そういう考えは一切なかった、というか僕に起こるはずがないと無意識に思っていたらしい。
そのため動揺はしたが、冷静になると大したことじゃない。
別に彼女は僕に好意があるとか、そういうことがしたいとかじゃないわけで。
ただ侍女として、そういう命を受けるかもしれないと思っていただけのことだろう。
ウィノナの過去や経歴は知らないけど、明らかに動揺し、怯えている彼女のことだ。
恐らく今回のようなことは初めてなんだろう。
ほら、きちんと考えれば動揺することはないじゃないか。
それが事実であれ、どうであれとりあえずは筋道は通っている。
一先ず、無言のままではまずい。
「え、えと、そういうのはいいよ。うん。
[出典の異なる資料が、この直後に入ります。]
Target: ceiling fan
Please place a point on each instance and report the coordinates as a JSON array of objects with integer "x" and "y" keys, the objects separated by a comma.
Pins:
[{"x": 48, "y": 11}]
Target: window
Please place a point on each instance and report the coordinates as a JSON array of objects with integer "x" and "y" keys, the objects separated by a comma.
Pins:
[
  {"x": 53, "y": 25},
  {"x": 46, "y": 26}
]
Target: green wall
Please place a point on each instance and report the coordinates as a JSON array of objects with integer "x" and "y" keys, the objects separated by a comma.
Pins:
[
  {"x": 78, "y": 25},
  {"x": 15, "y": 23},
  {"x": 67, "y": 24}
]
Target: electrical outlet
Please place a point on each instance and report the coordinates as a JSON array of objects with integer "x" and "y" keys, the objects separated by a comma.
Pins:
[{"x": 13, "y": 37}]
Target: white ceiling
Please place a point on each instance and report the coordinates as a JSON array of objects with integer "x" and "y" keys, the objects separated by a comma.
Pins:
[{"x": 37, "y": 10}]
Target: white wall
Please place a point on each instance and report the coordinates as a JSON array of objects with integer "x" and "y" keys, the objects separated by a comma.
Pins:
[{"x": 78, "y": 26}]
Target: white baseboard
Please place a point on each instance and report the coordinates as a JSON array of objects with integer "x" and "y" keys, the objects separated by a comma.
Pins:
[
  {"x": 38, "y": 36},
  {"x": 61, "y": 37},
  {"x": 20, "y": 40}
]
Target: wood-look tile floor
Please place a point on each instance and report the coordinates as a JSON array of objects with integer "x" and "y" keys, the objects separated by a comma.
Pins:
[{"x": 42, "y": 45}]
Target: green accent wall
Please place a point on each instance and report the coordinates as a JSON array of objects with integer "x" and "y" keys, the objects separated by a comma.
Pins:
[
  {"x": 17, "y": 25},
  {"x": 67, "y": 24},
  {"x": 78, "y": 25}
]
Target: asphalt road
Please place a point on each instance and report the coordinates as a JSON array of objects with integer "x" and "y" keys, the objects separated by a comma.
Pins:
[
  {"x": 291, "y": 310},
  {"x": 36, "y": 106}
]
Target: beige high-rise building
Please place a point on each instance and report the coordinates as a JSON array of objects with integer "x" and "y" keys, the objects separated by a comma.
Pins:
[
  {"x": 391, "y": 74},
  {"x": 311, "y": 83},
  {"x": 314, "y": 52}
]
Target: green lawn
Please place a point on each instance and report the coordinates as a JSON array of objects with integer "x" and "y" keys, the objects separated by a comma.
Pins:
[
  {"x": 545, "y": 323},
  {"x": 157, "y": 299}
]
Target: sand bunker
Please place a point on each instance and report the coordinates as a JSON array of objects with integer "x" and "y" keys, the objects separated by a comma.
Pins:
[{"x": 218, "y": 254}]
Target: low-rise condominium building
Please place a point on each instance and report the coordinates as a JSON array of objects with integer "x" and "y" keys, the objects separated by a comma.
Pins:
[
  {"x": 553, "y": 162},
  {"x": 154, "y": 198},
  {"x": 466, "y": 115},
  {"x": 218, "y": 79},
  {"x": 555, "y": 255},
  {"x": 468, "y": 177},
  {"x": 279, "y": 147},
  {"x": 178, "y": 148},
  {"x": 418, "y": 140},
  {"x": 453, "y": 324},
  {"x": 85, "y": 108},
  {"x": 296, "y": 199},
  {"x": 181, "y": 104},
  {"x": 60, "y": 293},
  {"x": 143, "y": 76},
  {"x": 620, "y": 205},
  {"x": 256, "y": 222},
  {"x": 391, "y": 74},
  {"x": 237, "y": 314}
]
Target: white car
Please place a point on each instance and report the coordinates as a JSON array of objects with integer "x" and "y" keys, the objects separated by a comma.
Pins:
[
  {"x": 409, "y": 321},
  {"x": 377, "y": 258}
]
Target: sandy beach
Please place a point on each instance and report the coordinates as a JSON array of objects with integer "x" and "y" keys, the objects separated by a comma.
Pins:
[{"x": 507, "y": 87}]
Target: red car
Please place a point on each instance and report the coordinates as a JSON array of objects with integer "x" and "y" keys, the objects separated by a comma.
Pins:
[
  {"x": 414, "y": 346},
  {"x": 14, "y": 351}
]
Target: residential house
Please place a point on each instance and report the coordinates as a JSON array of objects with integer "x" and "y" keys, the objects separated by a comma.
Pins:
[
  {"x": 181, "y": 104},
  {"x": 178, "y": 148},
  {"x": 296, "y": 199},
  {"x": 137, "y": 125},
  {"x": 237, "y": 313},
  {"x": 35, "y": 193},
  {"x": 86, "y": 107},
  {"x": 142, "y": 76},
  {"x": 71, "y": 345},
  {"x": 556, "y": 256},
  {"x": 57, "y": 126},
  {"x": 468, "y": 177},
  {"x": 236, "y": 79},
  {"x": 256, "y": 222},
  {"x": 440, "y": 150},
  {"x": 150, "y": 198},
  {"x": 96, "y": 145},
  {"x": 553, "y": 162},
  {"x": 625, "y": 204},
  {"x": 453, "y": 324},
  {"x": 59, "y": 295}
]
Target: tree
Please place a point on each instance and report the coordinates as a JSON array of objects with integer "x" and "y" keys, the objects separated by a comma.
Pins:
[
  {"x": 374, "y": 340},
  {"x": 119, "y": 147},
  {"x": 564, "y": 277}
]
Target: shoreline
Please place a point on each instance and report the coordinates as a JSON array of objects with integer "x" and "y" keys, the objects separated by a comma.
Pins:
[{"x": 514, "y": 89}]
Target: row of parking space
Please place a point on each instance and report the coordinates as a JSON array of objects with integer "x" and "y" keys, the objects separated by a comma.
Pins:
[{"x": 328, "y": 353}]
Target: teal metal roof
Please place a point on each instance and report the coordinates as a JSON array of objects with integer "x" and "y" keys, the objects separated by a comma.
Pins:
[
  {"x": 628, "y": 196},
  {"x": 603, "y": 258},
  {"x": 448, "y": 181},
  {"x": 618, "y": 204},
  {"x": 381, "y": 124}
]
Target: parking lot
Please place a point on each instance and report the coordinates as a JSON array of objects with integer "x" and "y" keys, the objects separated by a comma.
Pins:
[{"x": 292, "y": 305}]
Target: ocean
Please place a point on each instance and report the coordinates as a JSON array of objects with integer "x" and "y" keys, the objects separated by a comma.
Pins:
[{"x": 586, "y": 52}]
かなり疲れてるし。
それに、そういうのはほら、好きな人とするべきじゃないかな」
「…………え?」
え、ってあなた。
なんで、何言ってるのみたいな顔してるの、この娘。
僕としては良いことを言ったつもりなんだけど。
若干引いたような表情をされてしまったような気がする。
変なことを言ったのだろうか。
しかし吐いた言葉は飲みこめない。
僕はしたり顔をし続けてしまう。
踏み出したからにはもう後戻りはできないのだ。
僕はそのまま行くことにした。
「と、とにかくそういうことだから!
ウィノナはそういうことはしなくていいから!
今日は早く寝ること! いいね!?」
「で、では、せめて……お、お身体を洗わせていただけませんか?」
「お身体も自分で洗いますので結構です! お互いに早く休んで、体力を回復しましょう。
以上! おやすみなさい!」
僕はまだ何か言おうとしているウィノナを無理やり追い出して、扉を閉めた。
なぜか息が荒くなり、動悸が激しくなっている。
一体なんだったんだ。
こんな展開、今まで経験したことがなかった。
ただの言葉の応酬。
でもそれだけでも動揺が強い。
つまり童貞には刺激が強すぎる、というやつだ。
女性がらみだと、たまに姉さんがぐいぐい来ることがある程度だったからなぁ。
他には色気のある出来事はなかった……こともないけど、ほとんどなかったし。
免疫がない分、だめだな、こういうのは。
……もしも了承していたらどうなっていたんだろうか。
本当に夜のお世話をして貰っていたのだろうか。
それはそれでなんというかかなり淫らで、思わず頭を掻き毟りたくなるような衝動に駆られるけど、なんか違うな。
義務的な関係で、そんなことをしても嬉しくもないだろう。
ウィノナは命令だからあんなことを言ったのだろうか。
もしそうなら悲しいことだと思った。
侍女とはそういう仕事なのだろうか。
もやもやする気持ちを整理できず、僕は強引に思考を切り替える。
とにかく寝ないと。
治療はまだ続いている。
患者が待っているのだ。
僕は扉の外の気配を探り、誰もいないことがわかると、湯桶を借りるために外に出た。